Remember when I reviewed that Clive Barker novel?  You should. It wasn't that long ago.  Jesus.  Maybe you found this page just now via Google.  In which case, I apologize for the chutzpah and self-importance, even though I am REALLY important.  Remember when I reviewed 1995's Lord of Illusions?  Trick question!  Antiemetics are never used to prevent post-partum hemorrhaging, you fucking idiot.  Anyway, I have owned the director's cut of this flick on VHS for years.  It was pretty easy to find in the latter stages of the video store era (somewhere in between the Pleistocene epoch and 2003). Yesterday, I decided that it would take too long to find the goddamn thing in my closet, so a friend and I watched the R-rated version instead.  I like to point out that I have friends.

There are ten minutes missing from the oh-so-Restricted rendering we watched, but having seen the uncircumcised variant, I'm confident enough in my recall ability to say that this is a review of Barker's cut.  And I can't stop thinking about cocks.  Dicks. Members. 'Member?  Berries.  Twigs.  Trunks.  Packages.  Purple-vein monster rods.  Shit!  Start the synopsis already.  As I'm sure you could guess, Lord of Illusions centers around the cryptic world of magic(k). Private eye Harry D'Amour casually staggers into a horror movie already in progress.  He winds up with a front row seat to the tragic accidental death of a popular magician (imagine an ostentatious Vegas act, only classier).  Was it staged?  If so, by whom?  Is it connected to a ghastly cult?  Where is my cock, and is it tied to the trigger of an airsoft gun?

This was Barker's third and final directorial outing, discounting shorts.  In my estimation, it remains his best.  I realize what I'm saying.  Hellraiser is a modern classic, and I'm not suggesting that it's an easy call to make, but I favor Lord of Illusions by a mite of chicken feed.  They are both flawed.  As for Nightbreed, I was never much of a fan.  Getting back to Monarch of Soothsaying, it has held up remarkably well.  You might sneer, "Big deal.  It's from the mid-90's."  Firstly, fuck you.  Secondly, you're forgetting that this is an effects-heavy genre film.  It could have been riddled with deformed CGI, but that mess is contained to a single awkward scene.  The rest?  A proliferation of practical gore and a few instances of good (!) CGI.  The make-up is fantastic throughout (love the part where Nix's proselytes sink into the floor).

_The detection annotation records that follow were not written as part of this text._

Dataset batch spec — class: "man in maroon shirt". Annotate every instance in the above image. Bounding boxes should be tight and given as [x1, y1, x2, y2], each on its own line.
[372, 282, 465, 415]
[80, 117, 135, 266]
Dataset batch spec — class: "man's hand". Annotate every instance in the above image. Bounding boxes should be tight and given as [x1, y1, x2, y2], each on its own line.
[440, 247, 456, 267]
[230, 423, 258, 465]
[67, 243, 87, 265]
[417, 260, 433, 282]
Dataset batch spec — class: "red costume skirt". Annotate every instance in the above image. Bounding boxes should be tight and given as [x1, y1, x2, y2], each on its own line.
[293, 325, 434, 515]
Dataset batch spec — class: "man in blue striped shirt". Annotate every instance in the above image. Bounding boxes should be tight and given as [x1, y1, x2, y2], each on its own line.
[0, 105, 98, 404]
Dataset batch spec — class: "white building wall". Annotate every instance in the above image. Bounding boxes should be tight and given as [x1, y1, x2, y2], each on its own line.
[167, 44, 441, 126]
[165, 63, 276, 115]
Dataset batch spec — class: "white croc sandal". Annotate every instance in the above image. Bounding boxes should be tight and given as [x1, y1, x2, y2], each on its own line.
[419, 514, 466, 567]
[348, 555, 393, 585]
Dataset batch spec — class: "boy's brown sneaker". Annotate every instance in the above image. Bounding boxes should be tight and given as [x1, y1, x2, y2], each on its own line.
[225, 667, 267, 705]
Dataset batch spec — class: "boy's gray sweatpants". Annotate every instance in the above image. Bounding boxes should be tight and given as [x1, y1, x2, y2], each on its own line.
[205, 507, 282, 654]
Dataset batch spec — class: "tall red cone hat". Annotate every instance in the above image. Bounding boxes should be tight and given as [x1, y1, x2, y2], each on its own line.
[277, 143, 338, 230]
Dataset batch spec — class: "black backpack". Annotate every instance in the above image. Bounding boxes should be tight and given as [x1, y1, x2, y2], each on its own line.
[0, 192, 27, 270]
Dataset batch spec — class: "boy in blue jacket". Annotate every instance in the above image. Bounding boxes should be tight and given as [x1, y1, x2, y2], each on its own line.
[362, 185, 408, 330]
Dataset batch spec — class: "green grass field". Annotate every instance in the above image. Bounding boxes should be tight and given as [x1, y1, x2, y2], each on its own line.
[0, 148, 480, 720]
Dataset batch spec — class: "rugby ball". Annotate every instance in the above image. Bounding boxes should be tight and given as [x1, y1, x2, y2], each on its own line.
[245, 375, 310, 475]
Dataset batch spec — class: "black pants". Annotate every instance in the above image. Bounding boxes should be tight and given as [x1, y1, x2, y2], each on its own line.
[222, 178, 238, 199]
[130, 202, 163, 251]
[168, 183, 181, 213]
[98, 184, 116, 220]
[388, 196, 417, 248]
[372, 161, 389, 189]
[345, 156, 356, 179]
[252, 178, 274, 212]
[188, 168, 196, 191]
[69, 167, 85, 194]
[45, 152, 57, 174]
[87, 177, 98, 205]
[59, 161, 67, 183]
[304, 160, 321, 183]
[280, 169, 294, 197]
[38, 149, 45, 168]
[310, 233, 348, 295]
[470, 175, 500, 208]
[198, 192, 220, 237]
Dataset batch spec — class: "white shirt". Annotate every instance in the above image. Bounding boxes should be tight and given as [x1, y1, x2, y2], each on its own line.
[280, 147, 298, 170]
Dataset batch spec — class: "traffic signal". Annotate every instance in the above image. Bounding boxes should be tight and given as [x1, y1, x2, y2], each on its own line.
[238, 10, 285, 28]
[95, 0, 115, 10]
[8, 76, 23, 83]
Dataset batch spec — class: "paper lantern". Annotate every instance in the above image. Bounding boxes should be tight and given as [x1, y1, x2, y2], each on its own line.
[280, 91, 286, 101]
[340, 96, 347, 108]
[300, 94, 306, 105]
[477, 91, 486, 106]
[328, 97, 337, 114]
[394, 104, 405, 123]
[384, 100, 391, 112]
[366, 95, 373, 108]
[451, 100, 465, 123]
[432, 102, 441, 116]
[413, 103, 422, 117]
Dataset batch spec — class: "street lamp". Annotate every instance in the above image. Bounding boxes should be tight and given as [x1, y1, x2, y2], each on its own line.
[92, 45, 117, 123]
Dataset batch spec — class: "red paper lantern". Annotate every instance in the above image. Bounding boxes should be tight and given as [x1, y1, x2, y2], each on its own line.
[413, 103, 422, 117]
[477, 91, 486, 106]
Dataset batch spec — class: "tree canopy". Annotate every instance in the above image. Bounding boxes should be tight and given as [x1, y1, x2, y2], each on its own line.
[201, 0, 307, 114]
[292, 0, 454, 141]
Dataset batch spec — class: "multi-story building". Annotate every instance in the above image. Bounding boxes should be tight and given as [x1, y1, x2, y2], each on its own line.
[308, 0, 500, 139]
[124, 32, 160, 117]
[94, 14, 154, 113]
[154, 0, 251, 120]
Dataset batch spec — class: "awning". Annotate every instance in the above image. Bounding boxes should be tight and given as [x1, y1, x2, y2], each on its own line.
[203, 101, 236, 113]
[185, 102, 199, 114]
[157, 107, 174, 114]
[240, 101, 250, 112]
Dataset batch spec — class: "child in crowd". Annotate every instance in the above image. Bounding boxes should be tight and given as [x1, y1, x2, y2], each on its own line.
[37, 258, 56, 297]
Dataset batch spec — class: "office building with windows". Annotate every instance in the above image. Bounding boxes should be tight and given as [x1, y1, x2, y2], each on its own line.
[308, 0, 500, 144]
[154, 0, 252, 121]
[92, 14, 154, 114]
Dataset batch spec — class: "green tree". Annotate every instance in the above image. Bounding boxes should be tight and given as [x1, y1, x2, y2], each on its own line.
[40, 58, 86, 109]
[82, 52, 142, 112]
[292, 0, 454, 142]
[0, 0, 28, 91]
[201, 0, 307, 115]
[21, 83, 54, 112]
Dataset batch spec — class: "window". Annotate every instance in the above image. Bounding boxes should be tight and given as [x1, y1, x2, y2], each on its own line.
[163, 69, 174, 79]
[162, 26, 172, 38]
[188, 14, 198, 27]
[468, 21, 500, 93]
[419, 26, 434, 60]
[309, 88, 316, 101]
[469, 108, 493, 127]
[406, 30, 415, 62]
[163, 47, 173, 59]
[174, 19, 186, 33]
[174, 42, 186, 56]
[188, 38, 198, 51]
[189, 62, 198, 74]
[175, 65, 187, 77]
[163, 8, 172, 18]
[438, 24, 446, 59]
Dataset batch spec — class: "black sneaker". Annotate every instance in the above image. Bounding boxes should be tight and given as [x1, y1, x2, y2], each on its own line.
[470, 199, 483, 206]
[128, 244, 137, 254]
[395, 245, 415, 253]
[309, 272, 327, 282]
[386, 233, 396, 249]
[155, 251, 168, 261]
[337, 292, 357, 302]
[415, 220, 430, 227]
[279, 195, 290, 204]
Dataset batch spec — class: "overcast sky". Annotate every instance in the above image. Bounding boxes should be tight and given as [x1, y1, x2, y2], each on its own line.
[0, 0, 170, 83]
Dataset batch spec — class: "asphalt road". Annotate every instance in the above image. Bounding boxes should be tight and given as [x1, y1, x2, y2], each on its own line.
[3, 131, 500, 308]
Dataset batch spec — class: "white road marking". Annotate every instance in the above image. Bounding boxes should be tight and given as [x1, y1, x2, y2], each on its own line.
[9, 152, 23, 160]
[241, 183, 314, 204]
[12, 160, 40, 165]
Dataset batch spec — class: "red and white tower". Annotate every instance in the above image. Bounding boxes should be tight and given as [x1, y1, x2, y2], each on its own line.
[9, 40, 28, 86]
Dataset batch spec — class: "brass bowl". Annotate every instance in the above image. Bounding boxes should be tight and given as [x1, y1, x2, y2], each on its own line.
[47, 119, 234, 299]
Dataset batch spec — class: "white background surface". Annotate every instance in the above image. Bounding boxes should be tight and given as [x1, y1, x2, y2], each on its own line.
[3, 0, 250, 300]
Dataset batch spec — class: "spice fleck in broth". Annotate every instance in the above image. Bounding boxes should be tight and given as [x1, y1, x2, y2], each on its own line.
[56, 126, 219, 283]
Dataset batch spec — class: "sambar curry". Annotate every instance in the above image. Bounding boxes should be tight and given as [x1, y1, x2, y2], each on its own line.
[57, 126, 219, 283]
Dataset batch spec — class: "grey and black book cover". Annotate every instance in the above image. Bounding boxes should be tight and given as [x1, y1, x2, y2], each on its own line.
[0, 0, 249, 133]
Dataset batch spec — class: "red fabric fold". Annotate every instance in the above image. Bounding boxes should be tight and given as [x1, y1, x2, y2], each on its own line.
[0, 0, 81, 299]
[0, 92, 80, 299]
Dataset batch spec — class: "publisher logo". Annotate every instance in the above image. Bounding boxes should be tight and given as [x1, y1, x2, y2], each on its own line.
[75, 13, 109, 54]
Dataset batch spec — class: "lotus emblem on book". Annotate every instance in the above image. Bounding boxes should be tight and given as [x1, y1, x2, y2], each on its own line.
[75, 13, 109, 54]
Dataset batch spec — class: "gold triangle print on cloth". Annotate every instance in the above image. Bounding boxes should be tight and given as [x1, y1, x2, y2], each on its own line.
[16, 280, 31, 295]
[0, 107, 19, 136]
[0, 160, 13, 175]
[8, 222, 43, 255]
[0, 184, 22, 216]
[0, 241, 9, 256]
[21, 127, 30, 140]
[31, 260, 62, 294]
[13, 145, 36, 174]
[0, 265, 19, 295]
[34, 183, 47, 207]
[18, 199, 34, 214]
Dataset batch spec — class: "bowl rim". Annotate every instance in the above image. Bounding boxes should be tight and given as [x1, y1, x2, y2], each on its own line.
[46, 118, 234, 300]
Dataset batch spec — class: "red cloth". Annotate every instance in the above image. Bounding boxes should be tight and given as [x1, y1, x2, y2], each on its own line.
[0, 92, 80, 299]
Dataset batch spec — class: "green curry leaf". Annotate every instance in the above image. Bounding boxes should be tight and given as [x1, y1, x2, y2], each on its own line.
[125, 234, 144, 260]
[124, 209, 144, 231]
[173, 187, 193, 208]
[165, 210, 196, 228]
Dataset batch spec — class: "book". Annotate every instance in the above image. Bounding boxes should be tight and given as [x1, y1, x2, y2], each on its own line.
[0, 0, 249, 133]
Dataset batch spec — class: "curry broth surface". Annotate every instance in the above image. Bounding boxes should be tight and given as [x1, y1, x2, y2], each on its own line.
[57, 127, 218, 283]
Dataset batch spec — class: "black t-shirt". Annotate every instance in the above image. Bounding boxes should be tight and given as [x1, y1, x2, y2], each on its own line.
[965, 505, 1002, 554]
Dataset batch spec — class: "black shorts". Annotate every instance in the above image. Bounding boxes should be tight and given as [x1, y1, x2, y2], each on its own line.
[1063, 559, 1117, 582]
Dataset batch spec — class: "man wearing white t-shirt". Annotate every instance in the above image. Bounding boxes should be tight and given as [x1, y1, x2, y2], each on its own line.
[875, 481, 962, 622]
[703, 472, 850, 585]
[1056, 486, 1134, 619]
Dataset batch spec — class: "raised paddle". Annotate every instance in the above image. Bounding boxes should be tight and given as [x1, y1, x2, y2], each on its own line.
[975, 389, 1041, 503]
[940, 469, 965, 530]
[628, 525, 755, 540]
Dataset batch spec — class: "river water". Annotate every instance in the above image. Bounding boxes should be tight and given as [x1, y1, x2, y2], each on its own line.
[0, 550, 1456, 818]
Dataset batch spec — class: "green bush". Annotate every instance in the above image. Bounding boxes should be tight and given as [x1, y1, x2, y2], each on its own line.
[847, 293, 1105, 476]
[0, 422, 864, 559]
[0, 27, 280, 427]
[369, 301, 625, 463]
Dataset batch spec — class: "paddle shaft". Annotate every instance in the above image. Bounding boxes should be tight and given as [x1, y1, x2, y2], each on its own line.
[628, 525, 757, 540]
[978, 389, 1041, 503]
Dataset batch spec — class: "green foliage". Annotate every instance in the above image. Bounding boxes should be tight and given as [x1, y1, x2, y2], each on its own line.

By the way, Daniel von Bargen is seriously creepy as Nix, a cult leader "born to murder this world."  I was saddened to learn that he passed away last year from complications following an apparent suicide attempt.  Segue?  When I read The Scarlet Gospels, I saw Scott Bakula in my mind's eye as D'Amour, so that should fill you in on the validity of his performance.  Famke Janssen is hot.  I don't mean to objectify her, but Dorothea (her character) isn't explored in a meaningful way.  That brings me to a problem I have with the script. The love angle between Harry and Dorothea is so perfunctory, it feels like a studio note.  In that same vein, the ending doesn't want to end.  I can picture an executive stonewalling his case that the villain needs to come back several times.  "It will be scary!"

You can bet that the best chunks of Lord of Illusions reek of Clive Barker.  It may not be quite as Barker-y as Hellraiser, but again, I prefer it by a cunt hair (I tried not to use that apophthegm* earlier, but hey, Steve Austin uses it).  Even in 2016, it tells a fresh story. How many other fright flicks operate within the shrouded realm of professional magic?  Plus, it's paced well.  I'm a stickler for pacing.  I always bring it up, even at dinner.  Even in 2016, I bring up pacing. How many other crippled writers operate within the shrouded realm of cock-and-ball torture?  Damn it!  Cocks!  They're everywhere! Ahem.  I enjoy Lord of Illusions, and if I were propositioned with a rating scale of five Z'Dars, I would award it with...cocks.  Fuck!

*I doubt that I used that term correctly.